February 15, 2022
An open-source database to help visually impaired pedestrians navigate cities
A new dataset released by a New York University Tandon School of Engineering research team and Woven Planet Holdings, Inc., a Toyota subsidiary dedicated to building the safest mobility in the world, promises to help visually impaired pedestrians and autonomous vehicles (AVs) alike better navigate complex urban settings.
Woven Planet partnered with NYU Tandon's Visualization, Imaging and Data Analytics Research Center (VIDA) to compile a dataset of more than 200,000 outdoor images over the course of a year. The dataset is being used to test a range of visual place recognition (VPR) technologies that can improve the accuracy of personal and automotive navigation applications and promote independence for a variety of users.
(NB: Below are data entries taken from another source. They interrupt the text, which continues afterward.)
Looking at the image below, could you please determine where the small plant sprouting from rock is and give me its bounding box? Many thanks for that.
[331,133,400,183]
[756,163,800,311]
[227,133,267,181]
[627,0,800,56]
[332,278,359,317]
Developed by a team from the Automation and Intelligence for Civil Engineering (AI4CE) lab led by Chen Feng, assistant professor of civil and urban engineering, mechanical and aerospace engineering, and computer science and engineering, this dataset uses side-view images of sidewalks and storefronts in addition to forward-facing imagery, allowing researchers to test more applications than traditional mono-perspective sources. For example, side views support navigation for people with impaired vision who navigate in 360 degrees across busy city sidewalks. The data could also help improve delivery robotics, which must move forward and back as well as side to side to reach homes and businesses.
"This is the first work to systematically analyze some of the biggest challenges of visual place recognition," said Dr. Feng. "We believe we are the first to make such data available free for education and research purposes, which is critical to diagnose and solve pressing problems with visual place recognition. Vast datasets like this one from Woven Planet can provide critical variety and diversity to inform data-driven systems and speed machine learning at scale."
Researchers at NYU led by John-Ross Rizzo, professor of biomedical engineering, and mechanical and aerospace engineering at NYU Tandon, and Vice Chair of Innovation for Rehabilitation Medicine at the NYU Grossman School of Medicine, are already using this dataset to help develop technologies that will help visually impaired individuals better navigate complex urban environments.
"As a visually impaired person myself, I've long been frustrated that our population hasn't seen more innovation in the navigation space; sure, solutions exist, but apply them in our urban canyons and accuracy, precision and reliability are all compromised," said Dr. Rizzo. "Image-based wearable navigation assistance is set to make significant breakthroughs for everyone from the blind to the cognitively impaired to the elderly, helping with safe navigation in congested, complicated and often dangerous outdoor environments and also in unfamiliar indoor environments. Ultimately, this project has the potential to redefine accessibility, helping millions of people expand their horizons and better interact with the world."
This project, which is being sponsored by C2SMART Center (the Connected Cities for Smart Mobility Toward Accessible and Resilient Transportation)—a USDOT Tier 1 University Transportation Center led by NYU Tandon—uses images originally provided by CARMERA Inc., an automotive mapping company and former participant in NYU Tandon Future Labs that was acquired by Woven Planet in 2021.
"NYU has long been one of our core academic partners, in no small part because of our shared commitment to delivering social impact through mobility," said Ro Gupta, senior director at Woven Planet and head of the company's Automated Mapping Platform (AMP) North America team. "It's gratifying to see our data, which is core to our commercial mapping products, being used to help researchers around the world develop tools that will ultimately make mobility more accessible and equitable for all."
In addition to providing data from multiple viewpoints, this dataset offers several more unique features:
- Captures long-term changes of the same urban area for a year, so researchers can improve VPR under varied conditions like snow and heavy foliage.
- Anonymizes images to protect the privacy of pedestrians and cars. The anonymized images also provide VPR algorithms static and environment-only information.
Besides Feng and Rizzo, the NYU-VPR team includes Claudio Silva, Institute Professor in the Department of Computer Science and Engineering, who—with VIDA, which he directs—collaborated with CARMERA on the initial image-analysis research.
Full details of the project are published in IEEE IROS 2021.